There’s a surprising upside to the fact that many people edit their selfies on Instagram and other social media sites to enhance their appearance.
A new study found that when women believed that selfies of thin and sexualized women had been edited, viewing these images had less negative impact on one aspect of their mental health.
Many studies have found that viewing thin and sexualized images of models or others can lead women to put more value on being slender themselves — a line of thinking called thin ideal internalization, said Megan Vendemia, lead author of the study and doctoral candidate in communication at The Ohio State University.
This internalization can in turn lead to eating disorders or other psychological problems.
But this study found that women were less likely to internalize the thin ideal if they believed the pictures they viewed were edited.
“Women see the edited photos as less authentic and it reduces the negative effect these images can have on them,” Vendemia said.
“They know that the online images might not reflect an offline reality.”
The study also found that participants judged women negatively for sharing edited pictures of themselves online. Furthermore, participants evaluated the women who shared the thin, sexualized images more negatively when they believed the women were peers instead of models.
Vendemia conducted the study with David DeAndrea, associate professor of communication at Ohio State. It appears online in the journal Body Image and will be published in a future print edition.
The research involved 360 female college students from one university who were told the study was designed to determine how people evaluate images that appear on popular social media sites like Instagram.
They all viewed the same 45 selfies, taken from public Instagram accounts, of thin women in revealing clothing. Some of the photos had icons, placed by the researchers, that indicated the image was edited in Photoshop and/or included an Instagram filter.
Half of the women were told that the images were of other students at their college, while the others were told the images depicted New York City models.
And half of each of these groups saw collections in which nearly all the photos were marked as being edited. The others saw collections containing only a few photos labeled as edited.
All participants then completed a variety of measures, including one on thin ideal internalization. This asked how much they agreed with statements like “Thin women are more attractive than other women.”
Results showed that the more that participants perceived that the photos were edited, the less they internalized the thin ideal. As expected, participants were more likely to believe the photos labeled as edited had been modified. But they also thought many of the non-labeled photos were edited.
“The photos are less influential if women see them as being edited,” Vendemia said. “So cues that images have been altered could potentially reduce the negative effects of thin ideal images.”
The more that the viewers thought the selfies were modified, the more they thought the women took their photos just to show off, to make others jealous and to brag, results showed.
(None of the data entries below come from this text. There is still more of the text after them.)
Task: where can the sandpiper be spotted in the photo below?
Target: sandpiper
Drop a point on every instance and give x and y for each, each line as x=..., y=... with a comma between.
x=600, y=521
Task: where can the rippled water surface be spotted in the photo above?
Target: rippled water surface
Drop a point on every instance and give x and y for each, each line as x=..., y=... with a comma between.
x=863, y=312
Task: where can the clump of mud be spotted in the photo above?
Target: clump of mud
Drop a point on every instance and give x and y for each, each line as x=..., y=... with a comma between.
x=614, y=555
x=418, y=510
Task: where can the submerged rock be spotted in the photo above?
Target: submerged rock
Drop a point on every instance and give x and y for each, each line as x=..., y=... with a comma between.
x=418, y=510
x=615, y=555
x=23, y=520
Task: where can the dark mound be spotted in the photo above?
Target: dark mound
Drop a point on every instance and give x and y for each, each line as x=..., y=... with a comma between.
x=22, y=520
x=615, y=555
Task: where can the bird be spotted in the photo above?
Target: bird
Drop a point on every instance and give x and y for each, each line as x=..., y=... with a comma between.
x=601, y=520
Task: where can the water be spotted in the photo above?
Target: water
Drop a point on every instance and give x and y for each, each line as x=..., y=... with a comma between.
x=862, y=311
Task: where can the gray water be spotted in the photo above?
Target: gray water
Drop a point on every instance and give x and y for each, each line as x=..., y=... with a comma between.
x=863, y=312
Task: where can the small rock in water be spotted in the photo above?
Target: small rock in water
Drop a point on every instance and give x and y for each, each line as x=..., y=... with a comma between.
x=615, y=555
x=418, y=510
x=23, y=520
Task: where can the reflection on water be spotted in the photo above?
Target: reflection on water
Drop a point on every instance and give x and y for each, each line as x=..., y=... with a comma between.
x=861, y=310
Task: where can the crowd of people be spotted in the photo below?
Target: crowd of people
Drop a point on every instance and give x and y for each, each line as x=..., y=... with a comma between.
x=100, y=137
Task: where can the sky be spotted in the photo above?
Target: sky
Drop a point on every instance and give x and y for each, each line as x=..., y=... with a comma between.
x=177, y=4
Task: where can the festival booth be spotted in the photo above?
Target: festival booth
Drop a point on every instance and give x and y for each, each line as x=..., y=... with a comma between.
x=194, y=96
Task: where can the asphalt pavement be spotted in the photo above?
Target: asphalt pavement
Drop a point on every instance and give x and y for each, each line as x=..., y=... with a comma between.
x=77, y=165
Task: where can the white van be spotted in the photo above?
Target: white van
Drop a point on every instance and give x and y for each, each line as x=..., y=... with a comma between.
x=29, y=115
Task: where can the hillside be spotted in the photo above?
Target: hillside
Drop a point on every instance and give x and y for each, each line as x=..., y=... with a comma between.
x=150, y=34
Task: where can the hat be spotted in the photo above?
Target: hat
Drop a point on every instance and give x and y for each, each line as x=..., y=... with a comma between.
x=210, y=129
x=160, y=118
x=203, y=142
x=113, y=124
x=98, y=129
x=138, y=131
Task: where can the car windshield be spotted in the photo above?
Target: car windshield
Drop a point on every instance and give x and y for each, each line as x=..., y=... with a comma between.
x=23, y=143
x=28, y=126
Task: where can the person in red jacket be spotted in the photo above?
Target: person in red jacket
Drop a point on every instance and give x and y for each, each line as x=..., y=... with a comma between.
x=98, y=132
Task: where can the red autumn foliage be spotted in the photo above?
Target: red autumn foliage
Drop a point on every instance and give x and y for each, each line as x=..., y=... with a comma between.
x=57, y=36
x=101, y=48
Participants also rated the women with edited photos as less intelligent and less honest.
And participants gave harsher evaluations to their peers than they did for models.
“Participants tended to be more forgiving of professional models than their own peers on social media sites for the exact same behavior,” she said.
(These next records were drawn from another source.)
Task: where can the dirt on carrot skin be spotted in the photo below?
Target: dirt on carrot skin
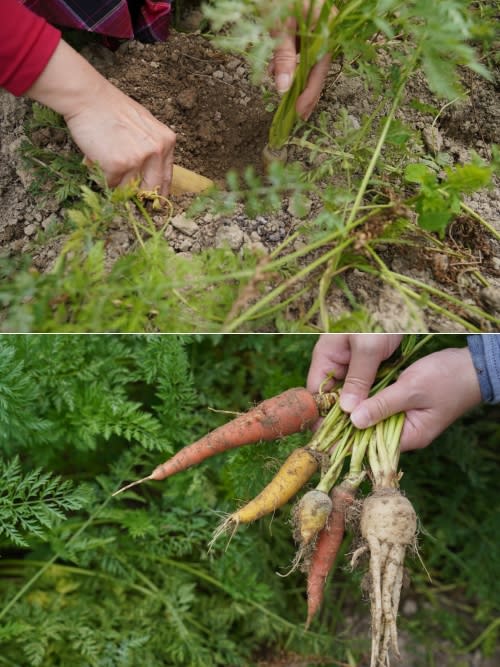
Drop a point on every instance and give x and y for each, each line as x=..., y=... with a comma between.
x=221, y=123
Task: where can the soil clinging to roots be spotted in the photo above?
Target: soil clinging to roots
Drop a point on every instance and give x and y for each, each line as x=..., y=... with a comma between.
x=388, y=526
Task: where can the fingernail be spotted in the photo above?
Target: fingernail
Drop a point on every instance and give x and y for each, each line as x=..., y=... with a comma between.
x=349, y=401
x=360, y=418
x=283, y=82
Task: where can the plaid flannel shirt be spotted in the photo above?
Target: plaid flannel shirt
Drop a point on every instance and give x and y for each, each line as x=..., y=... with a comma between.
x=145, y=20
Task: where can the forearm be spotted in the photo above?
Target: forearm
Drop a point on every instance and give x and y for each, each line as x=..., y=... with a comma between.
x=67, y=83
x=27, y=42
x=485, y=352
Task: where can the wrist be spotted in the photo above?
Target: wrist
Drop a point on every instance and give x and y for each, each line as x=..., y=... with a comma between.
x=472, y=394
x=67, y=83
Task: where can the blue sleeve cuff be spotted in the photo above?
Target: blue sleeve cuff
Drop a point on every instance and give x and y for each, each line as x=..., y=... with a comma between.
x=485, y=352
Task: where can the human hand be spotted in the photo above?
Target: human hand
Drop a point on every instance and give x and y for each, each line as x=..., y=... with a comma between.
x=108, y=126
x=284, y=63
x=354, y=358
x=433, y=392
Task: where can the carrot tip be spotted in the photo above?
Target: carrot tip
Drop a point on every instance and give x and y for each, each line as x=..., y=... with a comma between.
x=124, y=488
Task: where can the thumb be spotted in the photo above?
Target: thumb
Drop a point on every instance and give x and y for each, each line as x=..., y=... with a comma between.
x=285, y=58
x=383, y=404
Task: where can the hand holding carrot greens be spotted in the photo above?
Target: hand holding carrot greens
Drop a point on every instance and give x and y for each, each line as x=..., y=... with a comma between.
x=284, y=62
x=339, y=457
x=433, y=392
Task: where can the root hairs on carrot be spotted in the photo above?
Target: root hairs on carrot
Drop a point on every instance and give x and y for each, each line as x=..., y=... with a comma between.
x=298, y=468
x=388, y=527
x=327, y=546
x=292, y=411
x=310, y=515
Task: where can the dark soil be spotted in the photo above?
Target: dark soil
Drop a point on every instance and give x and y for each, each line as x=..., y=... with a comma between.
x=221, y=123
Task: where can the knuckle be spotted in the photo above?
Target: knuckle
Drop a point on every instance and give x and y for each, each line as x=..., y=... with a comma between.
x=355, y=382
x=380, y=408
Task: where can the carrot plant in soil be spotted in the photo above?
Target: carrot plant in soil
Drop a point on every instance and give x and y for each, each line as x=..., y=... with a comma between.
x=87, y=579
x=366, y=193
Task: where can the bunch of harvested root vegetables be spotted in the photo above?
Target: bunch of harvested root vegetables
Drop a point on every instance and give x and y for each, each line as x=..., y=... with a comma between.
x=387, y=521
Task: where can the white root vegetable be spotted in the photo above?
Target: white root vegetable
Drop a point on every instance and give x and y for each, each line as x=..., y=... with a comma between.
x=388, y=526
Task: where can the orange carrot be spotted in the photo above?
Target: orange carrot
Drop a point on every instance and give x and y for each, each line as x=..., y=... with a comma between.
x=327, y=546
x=293, y=410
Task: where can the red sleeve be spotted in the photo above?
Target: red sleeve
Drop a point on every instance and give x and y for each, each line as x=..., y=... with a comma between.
x=27, y=43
“They thought models were sharing selfies for more altruistic reasons, such as to motivate others or promote health.”
The results suggest that women should be cautious about what selfies they share of themselves on social media.
“You may not get the same positive reaction from your friends as would a model who posted a very similar picture,” Vendemia said.
But the good news of this study is that as social media users become more sophisticated in how they view photos, they may be able to avoid some pitfalls.
“Just being aware of the amount of photo editing that goes on diminishes women’s endorsement of the thin ideal when they view pictures of slender people,” she said.